I've make short circiut when i checked battery voltage with my voltometer.
At first light shined normaly, and after 1,5 hour on the high mode, light started to blink faster and faster-some kind of stroboscope. I have changed the battery and it's ok.(i have two batteries)
The wrong battery have 5,55V so it is not discharged.
I have opened the battery and PCB looks OK

Can anyone help me? I can't ride on strobo 

P.S.Now, when I plug the light to the damaged battery, in the early it shines at 100%, after a while it begins slowly to go about 50% and then starting to flash...


----------



## gmcttr (Oct 7, 2006)

Have you tried charging it???


----------



## SilverXC (Feb 18, 2009)

I wanted to check them first- 5,5V
When im plugging it, the charger make squeaking noise. After while when im pulling out the charger with battery conected, the led on the charger turns green
I assume when the battery is fuly charged is ok with the light, when the battery is a little discharged is making the blinking things but im not for sure.

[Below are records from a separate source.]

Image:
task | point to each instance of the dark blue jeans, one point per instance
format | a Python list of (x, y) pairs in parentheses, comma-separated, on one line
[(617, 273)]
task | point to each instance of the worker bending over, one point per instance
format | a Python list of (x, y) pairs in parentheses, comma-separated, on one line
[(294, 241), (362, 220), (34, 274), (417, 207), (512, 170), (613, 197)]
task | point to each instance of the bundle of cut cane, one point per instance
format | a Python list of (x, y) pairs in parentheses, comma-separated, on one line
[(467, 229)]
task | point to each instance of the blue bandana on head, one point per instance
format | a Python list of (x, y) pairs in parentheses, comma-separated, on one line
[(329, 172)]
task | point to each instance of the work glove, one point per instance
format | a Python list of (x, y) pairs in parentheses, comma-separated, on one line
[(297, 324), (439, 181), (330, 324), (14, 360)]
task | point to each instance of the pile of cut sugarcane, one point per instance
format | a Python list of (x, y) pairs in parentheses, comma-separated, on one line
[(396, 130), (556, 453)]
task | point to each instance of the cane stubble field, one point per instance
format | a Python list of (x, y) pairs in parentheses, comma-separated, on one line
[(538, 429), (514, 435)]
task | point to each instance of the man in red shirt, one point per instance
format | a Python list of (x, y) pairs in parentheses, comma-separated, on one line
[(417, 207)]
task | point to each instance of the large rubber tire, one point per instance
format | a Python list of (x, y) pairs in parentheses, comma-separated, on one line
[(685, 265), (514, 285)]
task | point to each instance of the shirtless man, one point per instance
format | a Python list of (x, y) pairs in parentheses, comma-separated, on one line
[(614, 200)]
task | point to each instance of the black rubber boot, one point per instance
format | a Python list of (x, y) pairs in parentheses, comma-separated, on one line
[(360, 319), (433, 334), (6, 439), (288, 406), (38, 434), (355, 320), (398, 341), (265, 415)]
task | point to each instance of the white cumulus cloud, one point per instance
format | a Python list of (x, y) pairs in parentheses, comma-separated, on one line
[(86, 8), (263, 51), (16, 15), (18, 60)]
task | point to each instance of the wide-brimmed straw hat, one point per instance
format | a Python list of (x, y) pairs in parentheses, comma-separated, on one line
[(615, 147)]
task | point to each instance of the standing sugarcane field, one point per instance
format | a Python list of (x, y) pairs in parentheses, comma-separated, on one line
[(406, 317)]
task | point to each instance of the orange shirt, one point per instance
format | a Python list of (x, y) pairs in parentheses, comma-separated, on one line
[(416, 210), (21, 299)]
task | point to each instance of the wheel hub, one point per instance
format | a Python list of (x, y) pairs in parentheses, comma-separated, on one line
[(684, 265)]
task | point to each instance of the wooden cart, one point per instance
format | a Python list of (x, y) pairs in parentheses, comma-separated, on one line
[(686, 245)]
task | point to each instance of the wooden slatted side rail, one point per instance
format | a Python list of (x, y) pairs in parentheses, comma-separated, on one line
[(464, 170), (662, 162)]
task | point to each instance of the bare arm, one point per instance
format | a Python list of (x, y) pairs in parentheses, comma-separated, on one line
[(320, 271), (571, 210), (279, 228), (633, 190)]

I will charge the battety and see what will happen when i will be using it...


----------



## SilverXC (Feb 18, 2009)

I charged the battery for about 30min = 7,4V it shines normally, until light recieves about 5,9V then it start to blink.
Maybe its not battery failure, and battery short circiut has nothing to do with the blinkig, maybe its the light PCB failure ? 
(I have to check and discharge the other battery, if it gives the same symptom)


----------



## kwarwick (Jun 12, 2004)

SilverXC said:


> I wanted to check them first- 5,5V
> When im plugging it, the charger make squeaking noise. After while when im pulling out the charger with battery conected, the led on the charger turns green
> I assume when the battery is fuly charged is ok with the light, when the battery is a little discharged is making the blinking things but im not for sure.
> 
> I will charge the battety and see what will happen when i will be using it...


5.5V is too low. Fully charged the battery should be around 8.4V and fully discharged is typically 6V. Assuming you've got an accurate meter and its reading 5.5V the battery is either over-discharged and/or damaged.


----------



## gmcttr (Oct 7, 2006)

It also takes 4 hours+ for a full charge.


----------



## SilverXC (Feb 18, 2009)

kwarwick said:


> 5.5V is too low. Fully charged the battery should be around 8.4V and fully discharged is typically 6V. Assuming you've got an accurate meter and its reading 5.5V the battery is either over-discharged and/or damaged.


I used the light only couple of times. First time on the other battery it shines for 8hours (on low -3mode light) and after that it turned off. 
I have checked on the voltometer and as I remember it shows 0V. I have charged that battery and it is OK. 
Now I'm using the other battery and it start to blink @ ~5,5V
So, do You have about 5V when the light turns off? (I know it should be a bit charged to avoid over-discharging)



gmcttr said:


> It also takes 4 hours+ for a full charge.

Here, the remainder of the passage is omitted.